Consideration also had to be given to domestic storage to which DSEAR did not apply and there was the age-old problem of confusing legislation regarding the type, size and quantity of containers that could be filled as well as the quantity that could be stored. The Task Group is next due to meet on the 17th December and the full committee of PELG is due to meet on the 17th January 2013.

Oil Care Committee

PEIMF is represented on this committee because of the risk of pollution in certain contracting activities, particularly in the reprocessing of contaminated fuel, tank cleaning and tank lining. This committee run by the Environment Agency has been responsible for various initiatives to make consumers aware of the environmental damage, which can be caused by oil. The most significant of these being the successful campaign to get oil tanks labeled with the oil care notices. It also has a part to play in fuel distribution and contracting. Further funding is required to continue this valuable work and use of the Oil Care logo is available to companies willing to provide sponsorship. PEIMF members are invited to provide sponsorship for one year in return for continued use of the logo. Under the logo would appear the words ‘Sponsor of the Oil Care Campaign 2013’, which could continue to be used on documentation or advertising.

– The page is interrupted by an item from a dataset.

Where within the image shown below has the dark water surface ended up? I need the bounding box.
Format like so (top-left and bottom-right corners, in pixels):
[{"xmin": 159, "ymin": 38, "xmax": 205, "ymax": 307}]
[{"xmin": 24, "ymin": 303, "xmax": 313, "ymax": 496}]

Introduction of E10 petrol

The Low Carbon Vehicle Partnership (LowCVP) has been co-ordinating the work to prepare for the introduction of E10 petrol. Throughout Europe fuel suppliers have been working with vehicle manufacturers to develop higher blends of bio-fuels in both petrol (EN228) and diesel (EN590). The reasons for this are that fuel suppliers have the European Fuel Quality Directive (FQD) to comply with and each EU member state has also set targets under the Renewable Energy Directive (RED). Both directives have a target date of 2020.

Currently, diesel has a maximum Bio-diesel content of 7% (B7) within the fuel specification EN590 and petrol has a maximum content of 5% Bio-ethanol (E5). EN 228 is undergoing a review to enable the introduction of up to 10% ethanol and to include the super grade of petrol, which is currently covered by BS7800. Once the revised EN 228 is published early in 2013, BS7800 will be withdrawn.

Three working groups were set up to prepare for E10. WG1 was charged with producing guidance for retailers and consumers. WG2.would produce guidance on consumer publicity and media communications and WG3 would produce guidance on vehicle compatibility.

Although this work is nearing completion, the Government is not backing an early introduction of E10, although it is recognised that some suppliers might want to introduce it as a niche product.

Bio-fuel problems

The problem of phase separation of ethanol blends continues to be a concern to retailers. A spate of such events in Scotland has led to publicity in one of the Scottish newspapers and follows on from the problems in the South West earlier this year. The Service Station Panel is currently reviewing the existing guidance for storage and sale of E5 and B5 to see if it needs any changes to make it suitable for higher blends. A number of PEIMF members are engaged in remediation measures that are proving quite costly for retailers, particularly the one retailer, who had carried out rectification, only to suffer the same fate after the next delivery.